Sunday, August 26, 2007

Russian 3-line 1891 Rifle - UPDATED

I was given this rifle for services rendered. It is a Russian/Soviet M91. I won't bore you repeating the history of the firearm you will find in the link. This particular gun was obviously manufactured at the Tula arsenal in 1917 and property marked by the USSR. I was reading an article, "The Moisin-Nagant in Finnish Service" by Harris R. Bierman in Guns of the World - THE Complete Collectors' & Traders' Guide (ISBN 0-517-225182) and lo and behold I find a photo of a rifle like mine with sling swivels and sling like mine which Mr. Bierman ascribes to Finnish service. I need to relook all the marks and see what I can decipher. Knowing though that the Finns might not have marked rifles needing few to no modifications prior to re-issue to their army this might not be a big deal but it sure is interesting. You can find more about the rifle at whence I acquired the following video.

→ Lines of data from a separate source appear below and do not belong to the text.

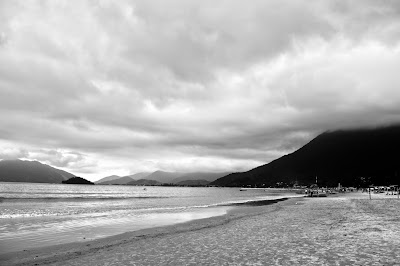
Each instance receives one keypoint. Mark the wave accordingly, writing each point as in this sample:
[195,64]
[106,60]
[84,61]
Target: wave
[74,198]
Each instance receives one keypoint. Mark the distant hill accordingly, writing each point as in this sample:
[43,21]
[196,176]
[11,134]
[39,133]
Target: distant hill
[140,175]
[163,177]
[350,157]
[198,176]
[144,182]
[31,171]
[200,182]
[119,181]
[78,180]
[107,178]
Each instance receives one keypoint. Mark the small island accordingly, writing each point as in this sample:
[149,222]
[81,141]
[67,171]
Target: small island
[77,180]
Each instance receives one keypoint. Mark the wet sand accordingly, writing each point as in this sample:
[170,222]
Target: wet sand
[345,229]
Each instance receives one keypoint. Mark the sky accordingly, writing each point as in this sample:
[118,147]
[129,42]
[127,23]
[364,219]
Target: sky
[102,87]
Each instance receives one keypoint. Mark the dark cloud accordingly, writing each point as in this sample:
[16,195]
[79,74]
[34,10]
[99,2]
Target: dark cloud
[103,87]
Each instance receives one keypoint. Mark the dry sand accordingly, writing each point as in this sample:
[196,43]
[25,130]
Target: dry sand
[346,229]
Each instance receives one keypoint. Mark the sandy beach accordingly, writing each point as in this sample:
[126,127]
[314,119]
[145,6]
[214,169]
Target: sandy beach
[344,229]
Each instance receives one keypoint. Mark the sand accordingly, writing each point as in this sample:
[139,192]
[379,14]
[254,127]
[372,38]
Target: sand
[345,229]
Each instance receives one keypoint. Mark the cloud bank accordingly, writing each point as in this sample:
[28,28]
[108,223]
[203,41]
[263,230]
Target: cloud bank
[106,87]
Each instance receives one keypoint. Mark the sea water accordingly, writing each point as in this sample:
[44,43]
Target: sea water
[37,215]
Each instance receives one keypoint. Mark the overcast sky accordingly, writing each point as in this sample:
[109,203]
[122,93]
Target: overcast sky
[119,87]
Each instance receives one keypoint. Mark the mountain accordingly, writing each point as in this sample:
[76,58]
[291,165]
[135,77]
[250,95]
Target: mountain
[31,171]
[77,180]
[200,182]
[144,182]
[118,181]
[351,157]
[140,175]
[163,177]
[198,176]
[107,178]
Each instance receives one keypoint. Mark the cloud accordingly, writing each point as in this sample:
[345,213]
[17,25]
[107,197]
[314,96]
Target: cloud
[119,87]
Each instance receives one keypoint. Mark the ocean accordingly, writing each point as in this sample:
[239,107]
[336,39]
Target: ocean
[38,215]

Usage of this model all over the world is interesting, too. Most interesting to me is the use by AEF troops in North Russia and Siberia 1918-1920 (yes, to 1920 in Siberia). However, I've had a hard time finding photos on-line despite these links.

Related links:
- American Troops in Siberia
- My Grandfather in the AEF Siberia (not MY grandfather...)

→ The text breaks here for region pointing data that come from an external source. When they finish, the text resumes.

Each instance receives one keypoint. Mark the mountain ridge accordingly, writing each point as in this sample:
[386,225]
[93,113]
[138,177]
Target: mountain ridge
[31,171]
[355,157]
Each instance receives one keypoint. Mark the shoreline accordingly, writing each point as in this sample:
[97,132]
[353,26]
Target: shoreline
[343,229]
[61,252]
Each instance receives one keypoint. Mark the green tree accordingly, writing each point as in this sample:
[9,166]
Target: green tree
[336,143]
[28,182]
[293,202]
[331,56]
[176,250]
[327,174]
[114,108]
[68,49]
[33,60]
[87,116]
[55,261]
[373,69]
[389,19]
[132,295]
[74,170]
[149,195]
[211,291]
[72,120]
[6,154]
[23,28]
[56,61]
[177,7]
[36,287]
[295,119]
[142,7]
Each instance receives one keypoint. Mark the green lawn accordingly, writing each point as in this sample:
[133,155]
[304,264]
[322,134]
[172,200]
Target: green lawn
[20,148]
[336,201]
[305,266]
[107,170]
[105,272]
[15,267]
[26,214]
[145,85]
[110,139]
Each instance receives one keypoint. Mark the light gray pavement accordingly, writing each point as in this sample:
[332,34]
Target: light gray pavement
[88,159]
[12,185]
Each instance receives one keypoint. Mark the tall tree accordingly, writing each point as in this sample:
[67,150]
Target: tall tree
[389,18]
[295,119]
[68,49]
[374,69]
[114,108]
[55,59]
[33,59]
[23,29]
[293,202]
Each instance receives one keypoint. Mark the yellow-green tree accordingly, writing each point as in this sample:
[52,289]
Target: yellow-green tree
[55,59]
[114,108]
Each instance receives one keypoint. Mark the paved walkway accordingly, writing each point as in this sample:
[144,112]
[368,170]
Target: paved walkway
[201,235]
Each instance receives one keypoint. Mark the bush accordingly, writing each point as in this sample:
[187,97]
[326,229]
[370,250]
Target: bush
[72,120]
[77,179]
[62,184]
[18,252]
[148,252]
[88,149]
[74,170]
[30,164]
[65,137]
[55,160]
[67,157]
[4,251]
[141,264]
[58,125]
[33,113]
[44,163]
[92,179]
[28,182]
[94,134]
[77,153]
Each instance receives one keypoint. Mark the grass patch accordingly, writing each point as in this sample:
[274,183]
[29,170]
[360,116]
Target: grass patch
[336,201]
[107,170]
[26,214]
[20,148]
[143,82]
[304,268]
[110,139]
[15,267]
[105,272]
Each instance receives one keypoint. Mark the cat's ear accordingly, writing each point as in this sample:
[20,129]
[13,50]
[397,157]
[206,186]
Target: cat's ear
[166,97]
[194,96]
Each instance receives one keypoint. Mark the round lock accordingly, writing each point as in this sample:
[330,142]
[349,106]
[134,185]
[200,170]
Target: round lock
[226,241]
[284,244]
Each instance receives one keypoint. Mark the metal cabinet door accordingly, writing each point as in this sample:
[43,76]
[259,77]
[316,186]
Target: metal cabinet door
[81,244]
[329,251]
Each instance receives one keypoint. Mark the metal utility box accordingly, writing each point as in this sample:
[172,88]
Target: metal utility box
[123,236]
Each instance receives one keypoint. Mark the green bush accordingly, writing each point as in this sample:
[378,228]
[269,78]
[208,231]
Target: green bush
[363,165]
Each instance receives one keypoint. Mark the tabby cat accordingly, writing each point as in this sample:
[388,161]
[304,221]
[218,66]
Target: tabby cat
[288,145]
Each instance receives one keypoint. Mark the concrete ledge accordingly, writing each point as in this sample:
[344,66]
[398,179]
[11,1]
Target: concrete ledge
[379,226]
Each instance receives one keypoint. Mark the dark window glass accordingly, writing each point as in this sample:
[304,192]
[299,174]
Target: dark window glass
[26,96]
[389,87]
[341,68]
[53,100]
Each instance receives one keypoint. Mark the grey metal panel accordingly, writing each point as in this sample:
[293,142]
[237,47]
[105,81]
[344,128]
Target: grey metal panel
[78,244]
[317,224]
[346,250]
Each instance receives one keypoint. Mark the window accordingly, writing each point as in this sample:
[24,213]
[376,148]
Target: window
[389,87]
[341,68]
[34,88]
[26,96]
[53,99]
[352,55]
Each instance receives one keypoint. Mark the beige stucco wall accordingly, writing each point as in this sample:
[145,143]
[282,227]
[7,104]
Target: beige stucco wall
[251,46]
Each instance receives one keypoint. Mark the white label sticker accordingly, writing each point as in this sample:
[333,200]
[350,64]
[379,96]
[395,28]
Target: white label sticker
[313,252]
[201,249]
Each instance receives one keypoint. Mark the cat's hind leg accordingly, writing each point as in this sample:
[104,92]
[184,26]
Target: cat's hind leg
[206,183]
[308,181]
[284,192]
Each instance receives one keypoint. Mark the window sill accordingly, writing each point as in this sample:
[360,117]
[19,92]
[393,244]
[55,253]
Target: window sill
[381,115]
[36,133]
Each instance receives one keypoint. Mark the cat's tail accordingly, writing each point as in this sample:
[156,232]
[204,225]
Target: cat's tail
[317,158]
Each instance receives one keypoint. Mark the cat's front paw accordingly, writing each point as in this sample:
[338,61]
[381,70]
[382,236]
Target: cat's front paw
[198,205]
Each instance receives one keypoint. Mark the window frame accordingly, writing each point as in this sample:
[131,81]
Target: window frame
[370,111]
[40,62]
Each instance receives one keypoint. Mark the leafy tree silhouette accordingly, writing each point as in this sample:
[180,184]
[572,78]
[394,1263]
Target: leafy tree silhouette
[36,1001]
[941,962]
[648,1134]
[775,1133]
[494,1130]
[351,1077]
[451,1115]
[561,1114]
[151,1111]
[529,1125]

So, I finally got some photos of the rifle and they were reviewed by Cubrock. I quote
The sling may be Finnish. I’d have to see more of it to be sure. Finnish slings of that style have been around for sale for several years, so it is possible someone added that on. The sling swivels are definitely not Finnish and are of the style associated with Balkans service. Of course, anyone can bend a piece of wire to use as a swivel, so it could have been another country that did it.

The MADE IN USSR marking and the general mismatching of parts still makes me think that this gun went to the Spanish Civil War. The Soviets supplied a lot of weapons to the Spanish Communists who fought Franco. The Spanish guns also commonly have a flaming bomb proof on the stock or “MP-8” or both. The flaming bomb looks similar to the US flaming bomb, but is normally quite large and often has “MP-8” stamped in it. If your stock has such a mark, that removes all doubt where the gun went. I suppose it is possible that the gun went to Finland , but I don’t see any Finnish markings or modifications that would indicate that.

I've received a proper bayonet and cleaning rod for my rifle. I still need the cleaning rod extension. I also need to find a source of brass. I can get Winchester Metric 7.62x54R from MidwayUSA but I'd rather just get brass and load 150 gr. bullets to service velocities. Then again, I've found that stripper clips aren't the easiest thing to run down. I'd like some of those as well.

I think my gift is quite nice. I saw another, also sans cleaning rod, at a show today asking $149 but the guy was willing to take $125. M91/30s were asking $99, there was also one M38 and 3 M44s asking about $125 each. So assigning a value of $125 + $80 for bayonet and cleaning rod, makes me a happy camper. Now, to the range and see if it shoots!


I got to the range today (8/29/07) and got to shoot the rifle some. Recoil is moderate with 180 and 206 gr. bullets. Rock busting at 25-50 yards was easy despite the open sights and my bifocal wearing eyes. The rifle would do for deer hunting, that's certain. However, that barrel heats up fast!

There was no indication of excessive headspace or other problems. One thing I know I need now is screws for the barrel bands.

2nd UPDATE...

Today I received my order of accessories from For the 1891 I bought 5 stripper clips, oiler and cleaning kit with bag, chamber brush, rod extension/jag, "T" handle and muzzle protector. I now have one complete "stand" of arms with a value of about $250. While that about does it for me for the 1891 Mosin-Nagant series (I would never have bought the rifle), it certainly is an interesting item with many historical connections.